The effect of viral IL-10 on mast cell growth was also examined in the presence of anti-ORFV-IL-10 antiserum (made by immunizing rabbits with an immunogen, in which a synthetic peptide corresponding to the C-terminal region of ORFV-IL-10 was conjugated to KLH). Previously Reineke et al. (1998) had shown that mAb CB/RS/10 neutralized human IL-10 via a linear epitope which mapped to the C terminus of the molecule. Similarly, polyclonal antiserum made to a synthetic peptide–KLH conjugate, where the peptide corresponded to the last 9 aa at the C terminus of human IL-10, neutralized IL-10 activity (Gesser et al., 1997 ). Fig. 2(b) shows that anti-ORFV-IL-10 antiserum significantly reduced the effect of viral IL-10 on mast cell proliferation, indicating that the costimulatory effect was due to ORFV-IL-10.

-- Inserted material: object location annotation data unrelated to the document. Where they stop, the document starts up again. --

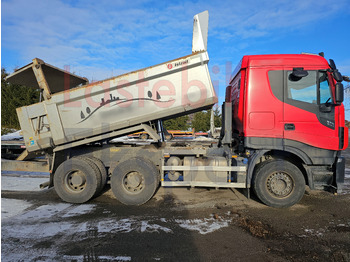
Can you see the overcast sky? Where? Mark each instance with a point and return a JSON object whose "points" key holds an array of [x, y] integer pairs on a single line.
{"points": [[100, 39]]}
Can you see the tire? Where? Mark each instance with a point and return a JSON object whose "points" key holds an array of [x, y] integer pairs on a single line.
{"points": [[144, 136], [77, 180], [278, 183], [102, 170], [134, 181]]}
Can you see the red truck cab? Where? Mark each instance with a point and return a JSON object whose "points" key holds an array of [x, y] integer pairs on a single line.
{"points": [[290, 107]]}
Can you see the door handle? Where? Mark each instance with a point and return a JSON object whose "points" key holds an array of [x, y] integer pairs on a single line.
{"points": [[289, 127]]}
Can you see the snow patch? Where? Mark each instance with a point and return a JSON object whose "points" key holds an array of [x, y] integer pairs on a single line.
{"points": [[12, 207], [79, 210], [130, 224], [203, 226], [20, 183], [98, 258]]}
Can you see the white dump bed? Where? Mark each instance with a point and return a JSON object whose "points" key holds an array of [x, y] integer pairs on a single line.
{"points": [[123, 104]]}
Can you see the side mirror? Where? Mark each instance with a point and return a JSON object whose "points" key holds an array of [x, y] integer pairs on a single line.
{"points": [[299, 72], [339, 93], [337, 75], [325, 108]]}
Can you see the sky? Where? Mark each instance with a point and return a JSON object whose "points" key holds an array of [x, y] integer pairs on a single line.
{"points": [[101, 39]]}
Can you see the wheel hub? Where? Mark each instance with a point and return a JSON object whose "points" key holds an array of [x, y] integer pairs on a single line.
{"points": [[280, 184], [76, 181], [134, 182]]}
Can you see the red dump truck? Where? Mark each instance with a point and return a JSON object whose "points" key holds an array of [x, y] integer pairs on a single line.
{"points": [[283, 127]]}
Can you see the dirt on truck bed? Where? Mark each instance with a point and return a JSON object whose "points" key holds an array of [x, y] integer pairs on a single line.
{"points": [[178, 224]]}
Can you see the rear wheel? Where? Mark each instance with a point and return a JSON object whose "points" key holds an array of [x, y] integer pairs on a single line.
{"points": [[134, 181], [278, 183], [77, 180]]}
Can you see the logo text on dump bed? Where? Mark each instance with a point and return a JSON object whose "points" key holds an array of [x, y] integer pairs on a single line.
{"points": [[184, 62]]}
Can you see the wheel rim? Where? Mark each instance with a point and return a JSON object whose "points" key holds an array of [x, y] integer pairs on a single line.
{"points": [[134, 182], [75, 181], [280, 184]]}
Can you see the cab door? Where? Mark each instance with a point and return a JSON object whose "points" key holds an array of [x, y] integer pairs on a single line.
{"points": [[309, 111]]}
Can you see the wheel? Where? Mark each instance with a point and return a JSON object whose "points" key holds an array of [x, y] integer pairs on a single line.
{"points": [[102, 170], [77, 180], [134, 181], [278, 183]]}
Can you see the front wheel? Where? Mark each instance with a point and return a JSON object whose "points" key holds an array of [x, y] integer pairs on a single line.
{"points": [[278, 183], [77, 180]]}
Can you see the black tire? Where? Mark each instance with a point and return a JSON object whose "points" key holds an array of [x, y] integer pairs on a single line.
{"points": [[278, 183], [134, 181], [77, 180], [102, 170]]}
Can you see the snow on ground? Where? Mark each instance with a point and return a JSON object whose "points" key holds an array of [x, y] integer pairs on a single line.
{"points": [[26, 224], [22, 182]]}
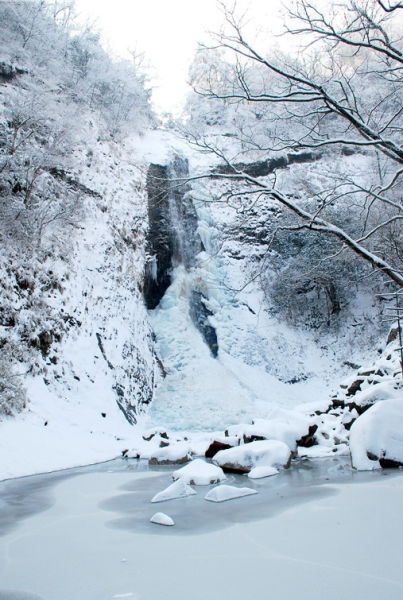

ORFV-IL-10 inhibits the expression of TNF-{alpha} in mouse peritoneal macrophages
cIL-10 is a potent anti-inflammatory cytokine and this response is mostly regulated via macrophage function and T cell activation. Proinflammatory factors such as IL-1, IL-6 and TNF-{alpha} are expressed in macrophages in culture in response to IFN-{gamma} and LPS and their expression can be inhibited by cIL-10 (Fiorentino et al., 1991 ).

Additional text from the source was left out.